We can use the following code to fetch bioactivity data for multiple adenosine receptor subtypes (A2A (P29274), A2B (P29275), A1 (P30542), A3 (P0DMS8)) at once.

In [1]:
from qsprpred.data.sources.papyrus import Papyrus

acc_keys = ["Q12809"]
dataset_name = "hERG_Dataset"  # name of the file to be generated
quality = "high"  # choose minimum quality from {"high", "medium", "low"}
papyrus_version = "05.6"  # Papyrus database version
data_dir = "../../tutorial_data"  # directory to store the Papyrus data
output_dir = "../../tutorial_output/data"  # directory to store the generated dataset

# Create a Papyrus object, which specifies the version and directory to store the payrus data
papyrus = Papyrus(
    data_dir=data_dir,
    version=papyrus_version,
    stereo=False,
    plus_only=True,
)

# Create subset of payrus data for the given accession keys, returns a MoleculeTable
mt = papyrus.getData(
    dataset_name,
    acc_keys,
    quality,
    output_dir=output_dir,
    use_existing=True,
    activity_types=["Ki", "IC50", "Kd"]
)
mt.getDF().head()

OSError: Papyrus data not available (did you download it first?)

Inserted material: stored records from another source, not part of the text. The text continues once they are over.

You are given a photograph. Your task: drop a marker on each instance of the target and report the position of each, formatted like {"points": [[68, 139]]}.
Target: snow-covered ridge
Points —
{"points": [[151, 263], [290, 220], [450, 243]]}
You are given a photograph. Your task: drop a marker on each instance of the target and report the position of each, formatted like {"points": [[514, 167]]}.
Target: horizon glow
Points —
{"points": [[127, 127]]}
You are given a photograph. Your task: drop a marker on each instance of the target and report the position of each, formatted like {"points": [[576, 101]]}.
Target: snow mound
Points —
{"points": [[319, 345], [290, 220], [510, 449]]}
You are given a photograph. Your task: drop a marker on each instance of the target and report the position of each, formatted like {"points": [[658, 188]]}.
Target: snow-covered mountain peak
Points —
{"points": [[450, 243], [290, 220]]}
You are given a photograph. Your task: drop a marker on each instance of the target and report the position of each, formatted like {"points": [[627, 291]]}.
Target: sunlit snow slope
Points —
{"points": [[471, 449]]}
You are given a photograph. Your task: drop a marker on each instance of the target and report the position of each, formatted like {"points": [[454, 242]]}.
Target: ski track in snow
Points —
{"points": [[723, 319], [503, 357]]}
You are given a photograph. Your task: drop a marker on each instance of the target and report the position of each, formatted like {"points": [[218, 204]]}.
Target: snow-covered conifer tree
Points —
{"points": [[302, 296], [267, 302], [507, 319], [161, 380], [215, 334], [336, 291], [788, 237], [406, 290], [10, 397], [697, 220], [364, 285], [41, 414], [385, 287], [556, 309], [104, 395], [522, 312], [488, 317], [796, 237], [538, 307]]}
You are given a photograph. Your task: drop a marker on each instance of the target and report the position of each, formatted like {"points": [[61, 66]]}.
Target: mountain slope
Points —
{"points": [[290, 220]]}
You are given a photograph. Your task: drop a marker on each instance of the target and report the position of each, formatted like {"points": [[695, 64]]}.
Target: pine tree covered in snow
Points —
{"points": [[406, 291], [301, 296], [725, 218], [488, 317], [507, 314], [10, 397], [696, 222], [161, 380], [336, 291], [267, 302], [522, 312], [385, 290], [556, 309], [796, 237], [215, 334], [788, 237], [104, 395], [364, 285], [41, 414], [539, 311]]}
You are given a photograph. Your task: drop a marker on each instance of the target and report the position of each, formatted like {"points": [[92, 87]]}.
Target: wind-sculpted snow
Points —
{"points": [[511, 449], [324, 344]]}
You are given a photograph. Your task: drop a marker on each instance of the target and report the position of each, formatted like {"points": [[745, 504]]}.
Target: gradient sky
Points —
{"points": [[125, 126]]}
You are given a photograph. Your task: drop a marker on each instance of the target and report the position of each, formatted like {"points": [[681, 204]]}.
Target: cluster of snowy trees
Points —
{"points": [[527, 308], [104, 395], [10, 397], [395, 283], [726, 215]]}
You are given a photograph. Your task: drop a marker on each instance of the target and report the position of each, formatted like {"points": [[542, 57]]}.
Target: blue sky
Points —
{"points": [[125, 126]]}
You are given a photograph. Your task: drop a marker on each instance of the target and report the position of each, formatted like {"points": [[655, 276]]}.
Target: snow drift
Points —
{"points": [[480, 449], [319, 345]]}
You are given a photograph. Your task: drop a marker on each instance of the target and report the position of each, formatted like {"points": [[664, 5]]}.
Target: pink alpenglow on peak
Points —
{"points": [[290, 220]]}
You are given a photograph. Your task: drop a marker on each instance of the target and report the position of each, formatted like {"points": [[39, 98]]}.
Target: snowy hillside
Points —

By default, the method returns a `MoleculeTable` so if you want to turn it into a `QSPRDataset` for modelling, you have to use the `fromMolTable` helper method. See the [data representation tutorial](data_representation.ipynb) for more details.


In [7]:
from qsprpred import TargetTasks
from qsprpred.data import QSPRDataset

target_props = [
    {"name": "pchembl_value_Median", "task": TargetTasks.SINGLECLASS, "th": [6.5]}]
ds = QSPRDataset.fromMolTable(mt, target_props=target_props)
ds.targetProperties

[TargetProperty(name=pchembl_value_Median, task=SINGLECLASS, th=[6.5])]